7. Proactive nursing homes. “There are very high readmission rates from skilled nursing facilities,” Dr. Ryan said. If a recuperating resident developed a health problem, traditionally, they were immediately referred to the hospital. “Now, hospitals are doing some creative things, like putting physicians in nursing homes, where they [make rounds] and try to figure out what could be treated there and what really requires another admission,” Dr. Ryan said. “It speaks to this interest in engaging in care in a broader sense than hospitals historically have.”
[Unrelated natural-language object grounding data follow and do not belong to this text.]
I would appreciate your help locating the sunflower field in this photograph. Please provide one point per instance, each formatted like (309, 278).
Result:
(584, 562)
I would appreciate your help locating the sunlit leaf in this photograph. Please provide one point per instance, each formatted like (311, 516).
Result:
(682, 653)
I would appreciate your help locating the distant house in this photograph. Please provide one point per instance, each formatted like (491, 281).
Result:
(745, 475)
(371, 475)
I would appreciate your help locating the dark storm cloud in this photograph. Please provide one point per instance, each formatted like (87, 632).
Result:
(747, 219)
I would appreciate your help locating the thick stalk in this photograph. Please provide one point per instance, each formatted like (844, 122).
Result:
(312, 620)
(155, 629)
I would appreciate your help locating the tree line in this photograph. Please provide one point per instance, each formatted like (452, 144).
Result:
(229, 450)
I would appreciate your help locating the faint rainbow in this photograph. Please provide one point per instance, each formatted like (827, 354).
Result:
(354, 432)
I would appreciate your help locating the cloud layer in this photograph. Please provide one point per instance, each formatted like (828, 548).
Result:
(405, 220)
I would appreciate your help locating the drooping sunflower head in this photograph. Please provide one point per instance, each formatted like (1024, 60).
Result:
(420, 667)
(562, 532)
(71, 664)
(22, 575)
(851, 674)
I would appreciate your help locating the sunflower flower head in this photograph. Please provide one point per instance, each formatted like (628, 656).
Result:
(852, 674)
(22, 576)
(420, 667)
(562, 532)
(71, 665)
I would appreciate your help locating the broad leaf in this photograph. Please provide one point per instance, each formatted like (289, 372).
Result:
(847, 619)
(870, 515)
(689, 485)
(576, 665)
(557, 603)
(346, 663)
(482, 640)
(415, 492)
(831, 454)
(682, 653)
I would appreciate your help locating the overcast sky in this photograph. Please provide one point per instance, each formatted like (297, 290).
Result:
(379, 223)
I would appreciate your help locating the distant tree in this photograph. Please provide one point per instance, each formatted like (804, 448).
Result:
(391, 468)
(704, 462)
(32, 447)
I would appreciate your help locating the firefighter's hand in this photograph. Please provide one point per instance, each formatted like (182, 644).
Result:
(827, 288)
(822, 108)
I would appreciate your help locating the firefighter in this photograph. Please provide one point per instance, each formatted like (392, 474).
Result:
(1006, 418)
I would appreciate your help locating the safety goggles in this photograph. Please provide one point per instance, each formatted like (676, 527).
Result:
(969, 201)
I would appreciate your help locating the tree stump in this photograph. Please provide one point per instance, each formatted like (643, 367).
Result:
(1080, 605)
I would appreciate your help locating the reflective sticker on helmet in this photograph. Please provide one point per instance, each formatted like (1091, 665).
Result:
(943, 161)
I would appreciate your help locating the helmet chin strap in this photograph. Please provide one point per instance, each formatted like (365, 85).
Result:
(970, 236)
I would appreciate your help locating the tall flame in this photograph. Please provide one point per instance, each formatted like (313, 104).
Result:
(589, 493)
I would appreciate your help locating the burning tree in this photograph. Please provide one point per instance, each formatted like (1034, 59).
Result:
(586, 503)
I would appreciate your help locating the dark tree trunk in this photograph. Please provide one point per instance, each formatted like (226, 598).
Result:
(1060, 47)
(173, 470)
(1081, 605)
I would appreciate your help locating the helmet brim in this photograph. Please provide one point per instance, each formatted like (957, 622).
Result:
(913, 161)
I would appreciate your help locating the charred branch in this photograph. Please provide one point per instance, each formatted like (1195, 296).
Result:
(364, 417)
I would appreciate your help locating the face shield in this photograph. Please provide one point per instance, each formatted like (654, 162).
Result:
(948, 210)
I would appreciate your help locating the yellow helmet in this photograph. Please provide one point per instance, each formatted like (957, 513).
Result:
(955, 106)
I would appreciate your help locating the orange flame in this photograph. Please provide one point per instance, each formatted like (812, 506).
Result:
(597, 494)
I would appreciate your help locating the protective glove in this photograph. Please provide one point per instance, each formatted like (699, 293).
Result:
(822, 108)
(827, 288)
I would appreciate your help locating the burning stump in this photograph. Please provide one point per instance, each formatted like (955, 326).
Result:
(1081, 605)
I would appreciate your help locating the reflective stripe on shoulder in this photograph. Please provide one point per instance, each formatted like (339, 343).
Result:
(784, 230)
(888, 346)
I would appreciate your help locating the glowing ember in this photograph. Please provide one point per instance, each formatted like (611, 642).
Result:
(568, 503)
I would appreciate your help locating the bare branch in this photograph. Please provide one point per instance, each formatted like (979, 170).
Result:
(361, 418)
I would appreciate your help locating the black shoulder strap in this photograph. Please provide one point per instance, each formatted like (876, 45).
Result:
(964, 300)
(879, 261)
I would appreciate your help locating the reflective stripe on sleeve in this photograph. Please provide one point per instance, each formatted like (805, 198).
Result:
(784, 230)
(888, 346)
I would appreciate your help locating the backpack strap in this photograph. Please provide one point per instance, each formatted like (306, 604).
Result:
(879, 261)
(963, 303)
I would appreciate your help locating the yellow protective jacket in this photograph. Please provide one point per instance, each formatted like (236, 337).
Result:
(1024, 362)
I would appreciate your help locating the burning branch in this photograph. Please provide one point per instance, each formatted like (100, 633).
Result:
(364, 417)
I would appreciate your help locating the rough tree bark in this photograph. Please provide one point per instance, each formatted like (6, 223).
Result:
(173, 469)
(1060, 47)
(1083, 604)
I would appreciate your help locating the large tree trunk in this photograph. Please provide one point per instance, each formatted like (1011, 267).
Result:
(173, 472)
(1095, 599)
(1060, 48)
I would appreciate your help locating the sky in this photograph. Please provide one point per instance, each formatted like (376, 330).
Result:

8. Nurses on board. A program putting nurse practitioners and RNs in about 20 Indiana nursing homes is seeing success in cutting preventable hospitalizations among residents. The OPTIMISTIC project, or Optimizing Patient Transfers, Impacting Medical Quality and Improving Symptoms: Transforming Institutional Care, reduced hospitalizations by one-third, a November 2017 report found. OPTIMISTIC allows on-site nurses to give direct support to patients and educate nursing home staff members, sparing frail older adults from the stress of hospital admissions and readmissions.